J Kelly
© AP Photo/Susan WalshWhite House Chief of Staff John Kelly at the press briefing when he criticized Frederica Wilson's divulgement of a personal phone call to a military widow from President Trump.
Some in the news media are helping Rep. Frederica Wilson and other Democrats paint White House chief of staff John Kelly as a bigot, by fleshing out her argument that calling her an "empty barrel" who "makes the most noise" was racist.

At the now highly scrutinized White House press briefing last week, Kelly criticized the Florida Democrat for making public details about a personal phone call from President Trump to Myeisha Johnson, whose husband, Sgt. La David Johnson, died in an ambush earlier this month while on operation in Niger. He also complained that Wilson used a 2015 dedication ceremony for a new FBI building in Florida to claim credit for securing the funding for that building.

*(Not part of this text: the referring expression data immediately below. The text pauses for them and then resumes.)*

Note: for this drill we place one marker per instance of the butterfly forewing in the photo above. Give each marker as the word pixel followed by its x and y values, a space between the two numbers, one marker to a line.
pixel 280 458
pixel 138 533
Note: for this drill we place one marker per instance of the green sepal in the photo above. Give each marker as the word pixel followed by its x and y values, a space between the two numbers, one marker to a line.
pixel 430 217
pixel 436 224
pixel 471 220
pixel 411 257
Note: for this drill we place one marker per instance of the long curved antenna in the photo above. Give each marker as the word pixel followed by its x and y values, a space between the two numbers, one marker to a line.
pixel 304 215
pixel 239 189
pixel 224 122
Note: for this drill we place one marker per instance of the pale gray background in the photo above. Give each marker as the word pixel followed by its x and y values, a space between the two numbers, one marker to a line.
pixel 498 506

Kelly said Wilson, "in the long tradition of empty barrels making the most noise," stood up and "talked about how she was instrumental in getting the funding for that building."

Video from the event showed Wilson never took credit for the building's funding, though she did talk about her role in getting the official naming of it through Congress. Wilson also told CNN that Kelly calling her an "empty barrel" is a "racist term," and since then, members of the press have tried to back up that claim.

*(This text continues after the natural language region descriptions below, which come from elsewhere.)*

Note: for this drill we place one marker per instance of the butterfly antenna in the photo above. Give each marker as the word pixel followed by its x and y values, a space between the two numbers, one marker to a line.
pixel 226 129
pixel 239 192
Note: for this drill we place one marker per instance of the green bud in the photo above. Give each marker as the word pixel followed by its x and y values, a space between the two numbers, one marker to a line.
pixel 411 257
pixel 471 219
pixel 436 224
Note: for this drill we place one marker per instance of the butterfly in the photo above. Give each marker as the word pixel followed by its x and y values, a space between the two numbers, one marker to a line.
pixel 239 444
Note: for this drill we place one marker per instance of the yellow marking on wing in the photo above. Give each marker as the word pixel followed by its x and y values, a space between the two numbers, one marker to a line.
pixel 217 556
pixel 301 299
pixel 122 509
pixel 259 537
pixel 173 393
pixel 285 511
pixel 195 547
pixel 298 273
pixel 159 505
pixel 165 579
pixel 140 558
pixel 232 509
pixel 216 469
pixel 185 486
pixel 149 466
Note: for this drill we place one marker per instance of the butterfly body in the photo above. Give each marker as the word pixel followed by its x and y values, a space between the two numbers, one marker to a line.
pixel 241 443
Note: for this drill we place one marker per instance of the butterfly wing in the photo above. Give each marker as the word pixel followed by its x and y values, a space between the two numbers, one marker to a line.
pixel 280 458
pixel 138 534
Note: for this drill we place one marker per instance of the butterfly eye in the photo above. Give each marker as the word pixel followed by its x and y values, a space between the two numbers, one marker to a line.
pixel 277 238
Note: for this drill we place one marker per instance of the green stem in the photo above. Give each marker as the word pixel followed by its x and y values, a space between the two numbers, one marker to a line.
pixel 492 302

"'Empty barrel' is interesting," New York Times columnist Roger Cohen said Tuesday. "Barrels are often locked in the dark in cellars and warehouses. They evoke guns, too. Wilson is black. The Johnsons are black. This is a president who laces contempt for African-Americans into everyday discourse. Lying about them, disparaging them, dehumanizing them, is just business as usual. Why should a four-star general bestir himself over getting his facts wrong or describing a black woman as a barrel?"

Cohen's colleague Charles Blow, a liberal writer for the Times, also linked the White House's feud with Wilson to race. "[T]here is no limit to the questioning of women in the Trump universe," he wrote Monday, "no matter how high those women have risen, no matter the merits of their claims, particularly if the women are black or brown or if they have directly challenged Trump."

Wilson has not publicly clarified why she believed there was a racial connotation to Kelly's "empty barrel" remark. "I'm thinking about that one. We looked it up in the dictionary because I had never heard of an empty barrel. And I don't like to be dragged into something like that," she said.

But others made the connection for her.

Writing on Kelly's insult, politics writer Chauncey Devega at the left-leaning Salon said Monday, "Ultimately, John Kelly, who served the United States as a four-star Marine general, and is now White House chief of staff, basically called a congresswoman a loud, stupid black bitch."

On MSNBC last week, primetime host Lawrence O'Donnell traced Kelly's rebuke of Wilson back to the chief of staff's childhood. "I know the neighborhood John Kelly comes from," O'Donnell said. "I know the culture ... You know what wasn't sacred when he was a kid growing up, where he was growing up? Black women. He took time, a lot of extra time, to call a black woman, who he doesn't know and he doesn't like, an 'empty barrel.'"

O'Donnell's MSNBC colleague Joy Reid likewise said on Twitter last week, "Kelly grew up in segregated Boston, in an Irish Catholic neighborhood where women were bullied, not honored, and blacks scorned & rejected."

Both the New York Times and Washington Post's editorial boards have called on Kelly to apologize for getting the details about the 2015 dedication ceremony wrong. The White House has, however, indicated there is no plan for an apology.

"I don't think that Gen. Kelly was wrong and therefore I don't think he should offer an apology," White House press secretary Sarah Sanders said Monday during a panel discussion at George Washington University.

"I think he has a lot of credibility on this topic," she added. "I take him at his word and I don't think I have anything to add."